Why do we see so few plays by Australian women?
Playwrights Patricia Cornelius and Van Badham, Artistic Directors Marion Potts and Ralph Myers and moderator Chris Mead discuss contemporary Australian theatre’s relationship to gender, diversity and the canon.
What broader representational responsibilities does the theatre have, and how can female playwrights be released from perceptions of tokenism and kid glove criticism?
Ralph Myers is Artistic Director of Belvoir Street Theatre and one of Australia’s foremost set designers. He has designed for most of the country’s major theatre companies, including extensively for Belvoir and Sydney Theatre Company as well as Melbourne Theatre Company, Bell Shakespeare, Griffin Theatre Company and Legs on The Wall.

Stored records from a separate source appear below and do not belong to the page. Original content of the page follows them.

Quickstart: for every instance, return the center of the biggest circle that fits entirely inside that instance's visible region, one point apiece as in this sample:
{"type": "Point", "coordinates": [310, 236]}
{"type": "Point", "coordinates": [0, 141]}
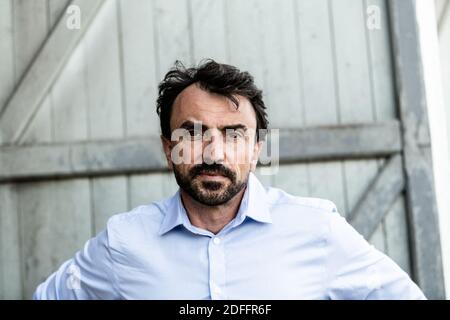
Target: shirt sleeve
{"type": "Point", "coordinates": [88, 275]}
{"type": "Point", "coordinates": [359, 271]}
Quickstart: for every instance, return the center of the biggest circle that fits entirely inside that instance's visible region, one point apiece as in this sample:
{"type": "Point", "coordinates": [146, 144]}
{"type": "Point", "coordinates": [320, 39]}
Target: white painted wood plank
{"type": "Point", "coordinates": [383, 90]}
{"type": "Point", "coordinates": [10, 262]}
{"type": "Point", "coordinates": [56, 10]}
{"type": "Point", "coordinates": [7, 78]}
{"type": "Point", "coordinates": [139, 67]}
{"type": "Point", "coordinates": [173, 34]}
{"type": "Point", "coordinates": [70, 101]}
{"type": "Point", "coordinates": [316, 55]}
{"type": "Point", "coordinates": [103, 75]}
{"type": "Point", "coordinates": [30, 31]}
{"type": "Point", "coordinates": [48, 63]}
{"type": "Point", "coordinates": [355, 103]}
{"type": "Point", "coordinates": [208, 30]}
{"type": "Point", "coordinates": [109, 197]}
{"type": "Point", "coordinates": [40, 128]}
{"type": "Point", "coordinates": [281, 72]}
{"type": "Point", "coordinates": [397, 234]}
{"type": "Point", "coordinates": [325, 179]}
{"type": "Point", "coordinates": [55, 219]}
{"type": "Point", "coordinates": [244, 34]}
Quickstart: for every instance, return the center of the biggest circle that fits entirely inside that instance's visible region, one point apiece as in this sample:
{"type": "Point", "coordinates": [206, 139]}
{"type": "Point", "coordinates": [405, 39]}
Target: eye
{"type": "Point", "coordinates": [195, 134]}
{"type": "Point", "coordinates": [235, 134]}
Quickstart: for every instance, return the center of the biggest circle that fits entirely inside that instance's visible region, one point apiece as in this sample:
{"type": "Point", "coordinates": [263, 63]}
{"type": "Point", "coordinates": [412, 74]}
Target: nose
{"type": "Point", "coordinates": [214, 150]}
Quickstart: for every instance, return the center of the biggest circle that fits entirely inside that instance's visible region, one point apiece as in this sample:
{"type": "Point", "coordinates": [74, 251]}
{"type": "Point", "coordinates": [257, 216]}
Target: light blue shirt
{"type": "Point", "coordinates": [278, 246]}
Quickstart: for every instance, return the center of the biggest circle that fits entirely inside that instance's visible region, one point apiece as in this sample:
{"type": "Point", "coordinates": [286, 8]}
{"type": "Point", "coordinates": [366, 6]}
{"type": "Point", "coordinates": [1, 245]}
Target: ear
{"type": "Point", "coordinates": [255, 155]}
{"type": "Point", "coordinates": [167, 147]}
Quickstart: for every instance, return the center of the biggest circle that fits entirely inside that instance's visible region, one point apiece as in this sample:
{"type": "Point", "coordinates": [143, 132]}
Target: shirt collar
{"type": "Point", "coordinates": [253, 205]}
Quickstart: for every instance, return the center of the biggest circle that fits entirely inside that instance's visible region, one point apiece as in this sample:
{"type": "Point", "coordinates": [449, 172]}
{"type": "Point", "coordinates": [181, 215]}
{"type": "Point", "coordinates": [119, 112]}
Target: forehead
{"type": "Point", "coordinates": [213, 110]}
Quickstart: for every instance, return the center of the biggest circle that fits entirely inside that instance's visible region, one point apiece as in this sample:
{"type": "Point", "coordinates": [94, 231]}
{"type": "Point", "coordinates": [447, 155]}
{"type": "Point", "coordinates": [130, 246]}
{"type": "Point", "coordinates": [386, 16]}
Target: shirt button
{"type": "Point", "coordinates": [217, 290]}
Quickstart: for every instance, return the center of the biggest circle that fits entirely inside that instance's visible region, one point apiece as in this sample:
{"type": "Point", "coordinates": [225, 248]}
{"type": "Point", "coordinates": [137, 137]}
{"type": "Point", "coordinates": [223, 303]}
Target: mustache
{"type": "Point", "coordinates": [214, 168]}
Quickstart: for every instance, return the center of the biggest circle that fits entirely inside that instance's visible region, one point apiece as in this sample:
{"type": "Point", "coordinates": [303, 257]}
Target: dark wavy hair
{"type": "Point", "coordinates": [212, 77]}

‘You pay a price to be able to talk about your own country in the works in a really truthful and brutal way. A lot of people don’t want to hear that.’
Patricia Cornelius is a playwright of rare courage and power. As a founding member of Melbourne Workers Theatre, Patricia Cornelius has spent her career drawing attention to marginalised lives and issues surrounding class. Cornelius has written more than 35 plays, including Slut, The Call, Shit and Savages. She also co-wrote the Australian classic, Who’s Afraid of the Working Class? Cornelius is the recipient of the 2019 Windham Campbell Prize for Drama.
Chris is literary director of the Melbourne Theatre Company.
Van Badham is a Melbourne-based writer, theatremaker, critic, activist, occasional broadcaster and one of Australia’s most controversial public intellectuals. She is currently employed as a political columnist and culture critic for Guardian Australia, while as a theatremaker she’s had more than 100 international productions of her work.